La giovane cantautrice ha esordito nel luglio 2010 col promettente Marie Antoinette wants to suck your young blood, cui ha fatto seguito all’inizio del 2012 un album intitolato semplicemente Maria Antonietta, prodotto da Dario Brunori, che potrebbe segnarne la consacrazione come uno dei talenti più interessanti della scena indipendente.
Fisicamente molto minuta, capelli rosso fuoco e tatuaggi old style sulle braccia, affascinata da figure femminili molto forti come Maria Maddalena, Giovanna D’Arco o Santa Caterina, Maria Antonietta non può lasciare indifferenti. La cantantessa punk ha entusiasmato il pubblico presente con una scarica rock potente e sincera. Liriche crude e dolenti, accompagnate da un’urgenza espressiva propria solo di chi ha ancora vent’anni e vuole essere felice a ogni costo.

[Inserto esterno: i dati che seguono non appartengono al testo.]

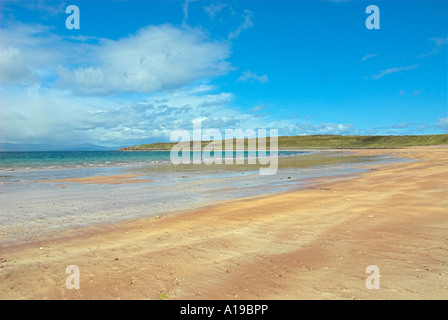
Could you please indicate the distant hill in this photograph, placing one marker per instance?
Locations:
(326, 141)
(9, 147)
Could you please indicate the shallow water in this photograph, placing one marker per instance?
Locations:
(32, 208)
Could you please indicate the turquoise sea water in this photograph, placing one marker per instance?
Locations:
(11, 161)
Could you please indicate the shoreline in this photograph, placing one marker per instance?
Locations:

In molti brani parli della difficoltà di accettare la realtà. Sei riuscita a raggiungere un equilibrio interiore?
Il disco è nato da uno stato d’infelicità, dalla difficoltà ad accettare certe cose della realtà che mi circondava. Se poi sono riuscita però a scrivere le canzoni, registrarle e portarle in tour, è stato perché qualcosa è cambiato, altrimenti non ne avrei avuto la forza. Il “lavoro” di cantante esige infatti serenità, anche se la sofferenza può essere un’ottima fonte d’ispirazione.
Sei stata paragonata da alcuni critici a Carmen Consoli o a Courtney Love. Quali sono i tuoi modelli?
Sicuramente Courtney Love e PJ Harvey sono i due poli tra cui mi muovo e che ascolto sempre. E poi tutto il movimento Riot grrrl degli anni Novanta. In Italia mi mancano punti di riferimento e infatti quando ho cominciato a fare musica, ho iniziato cantando in inglese, perché mi veniva naturale.
Vieni dall’esperienza promettente degli Young Wrists. Come mai vi siete sciolti?
Ho preso io questa decisione e il mio socio ne ha sofferto. Ma volevo portare avanti il mio progetto da solista, che esisteva già da prima e aveva la priorità. In questa fase della vita ho sentito che era la scelta più giusta.
Che spazio c’è per il punk di questi tempi?
Per me punk è tutto ciò che è vero. Non una forma ma un’idea. Una cosa dritta, senza mediazioni né schermi. E penso che oggi funzioni molto, perché la gente ha bisogno di verità. Il pubblico ti apprezza, se sente che stai dicendo delle cose vere, che non stai imbrogliando né giocando.